Sporla müziğin iç içeliğini oyunun da bir ritmi olduğuna bağlayabiliriz tabi fakat popüler kültürün efsaneler için bir şeyler üretmesi gerek. Metin Oktay, döneminin hatta günümüzün bile en saygı duyulan futbolcusu. Sahada attığı goller kendisi için şarkılar yazılmaya varacak kadar görsel bir şölen.
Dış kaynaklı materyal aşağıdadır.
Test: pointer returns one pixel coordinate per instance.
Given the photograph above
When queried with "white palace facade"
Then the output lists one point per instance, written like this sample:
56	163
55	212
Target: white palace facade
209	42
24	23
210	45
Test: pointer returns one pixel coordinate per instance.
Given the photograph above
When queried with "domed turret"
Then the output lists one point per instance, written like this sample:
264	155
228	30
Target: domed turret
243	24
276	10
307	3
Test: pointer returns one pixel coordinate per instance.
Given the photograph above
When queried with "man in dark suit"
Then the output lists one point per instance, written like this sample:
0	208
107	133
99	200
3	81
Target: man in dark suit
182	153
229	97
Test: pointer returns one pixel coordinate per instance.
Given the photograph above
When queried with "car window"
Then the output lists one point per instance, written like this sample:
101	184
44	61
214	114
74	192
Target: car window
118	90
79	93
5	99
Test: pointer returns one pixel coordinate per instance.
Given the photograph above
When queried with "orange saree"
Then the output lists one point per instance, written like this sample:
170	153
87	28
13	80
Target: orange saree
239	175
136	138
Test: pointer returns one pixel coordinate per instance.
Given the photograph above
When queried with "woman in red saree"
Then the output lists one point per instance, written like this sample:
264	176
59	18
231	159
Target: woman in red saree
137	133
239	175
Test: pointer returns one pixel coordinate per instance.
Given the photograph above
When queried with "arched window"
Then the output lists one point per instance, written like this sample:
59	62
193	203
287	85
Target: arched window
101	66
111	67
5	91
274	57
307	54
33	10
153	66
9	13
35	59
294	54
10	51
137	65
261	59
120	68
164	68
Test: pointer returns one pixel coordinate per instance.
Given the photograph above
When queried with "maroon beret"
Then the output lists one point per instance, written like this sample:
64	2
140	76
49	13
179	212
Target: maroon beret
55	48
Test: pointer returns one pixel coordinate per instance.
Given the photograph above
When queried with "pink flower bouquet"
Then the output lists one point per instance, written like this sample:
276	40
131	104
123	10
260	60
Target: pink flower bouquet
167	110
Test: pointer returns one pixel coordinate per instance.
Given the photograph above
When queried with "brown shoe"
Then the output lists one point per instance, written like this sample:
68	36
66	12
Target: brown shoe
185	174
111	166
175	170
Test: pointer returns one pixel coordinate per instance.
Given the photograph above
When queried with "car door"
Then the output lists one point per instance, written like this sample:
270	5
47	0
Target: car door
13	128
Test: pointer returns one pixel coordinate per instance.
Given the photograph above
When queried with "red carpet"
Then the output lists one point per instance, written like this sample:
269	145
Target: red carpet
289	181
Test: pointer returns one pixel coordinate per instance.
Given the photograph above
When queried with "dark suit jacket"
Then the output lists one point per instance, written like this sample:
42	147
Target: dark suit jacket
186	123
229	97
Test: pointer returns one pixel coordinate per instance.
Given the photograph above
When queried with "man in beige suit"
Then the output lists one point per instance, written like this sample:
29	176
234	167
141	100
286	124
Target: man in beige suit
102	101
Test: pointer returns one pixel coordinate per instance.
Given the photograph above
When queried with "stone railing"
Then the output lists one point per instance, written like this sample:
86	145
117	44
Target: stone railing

Metin Oktay’ın en popüler olduğu 1960’lı yıllarda kendisini sadece yeşil sahalarda görmüyor beyaz perdede de izliyoruz, plaklardan da adını duyuyoruz. Sadece futbol sahalarıyla sınırlı kalmayan bu popülerlik müzik sahalarında da kendisini gösteriyor. O meşhur ağları delen golü ile, oyun şekliyle şarkılara konu oluyor.

1965’te Ezgi Plak tarafından Spor Serisi’nin ikinci plağı Metin Oktay için hazırlanıyor. İlki, Vasfi Uçaroğlu Orkestrası’nın yaptığı “Şampiyonlar Şarkısı” Fenerbahçe için yapılmış. Ülkemizde futbolcular için yapılmış bestelere rastlamak zor, Metin Oktay bunun ilk örneği. Halit Kıvanç, maç anlatışı esnasında “Metin gol Metin gol” tekrarlarından ritme ve tempoya kapılıp  bir şiir yazar. Metin Geliyor Metin’in sözlerini yazıp besteci Şevket Uğurluer’e verir. Şevket Uğurluer ve Arkadaşları’nın seslendirmesiyle plağın bir yüzünde Kral Metin şarkısı diğer yüzünde ise Halit Kıvanç anlatımıyla Kralın Golleri yer alır. Şarkıda;

Füze şutunun hızı sözleriyle Romanya kalesine 40 metre uzaklıktan gönderdiği şuttan ve şutlarının hızından,
Ağlar bile delindi Metin topa vuralı sözleriyle Fenerbahçe’ye attığı golün ağları delmesi ve toplarının sertliğinden, 

Rengi sarı kırmızı sözleriyle de Galatasaray’da oynadığından bahsedildiğini anlıyoruz.


Şarkı, hareketli ve batılı bir melodik yapıyla bestelenmiş. Koro ile yapılan vokallerin tezahüratvari bir söylemle akılda kalıcılığı ve ezberi kolaylaştıran yapısıyla tribünlere uygun bir şarkı. 1960’ların batı tarzı ve biraz da rock’n roll havasını hissettiriyor. Sporda imza hareketler dediğimiz çoğu hareketi müzikle destekleme isteği ortaya çok erken çıkmış fakat uzun soluklu olamamış. Spor dünyasının kültürel ikonlarıyla görsel, işitsel ve yazılı bir hafıza oluşturmak spor tarihi için önemli bir yol. Spor Plakları kısa ömürlü bir seri olur, Metin Oktay’ı sadece futbol kitlesiyle sınırlı kalmayan bir bilinirliğe ulaştırır fakat bu seri Metin Oktay’ın popülerliğinden pek bir fayda sağlayamaz. 

Metin Oktay’ın Serbest Atışı ise son maçı Şekerspor’a karşı, maçın ikinci yarısında kaleye yirmi beş metre mesafeden topu 90’dan kaleye göndermiş olmasıdır.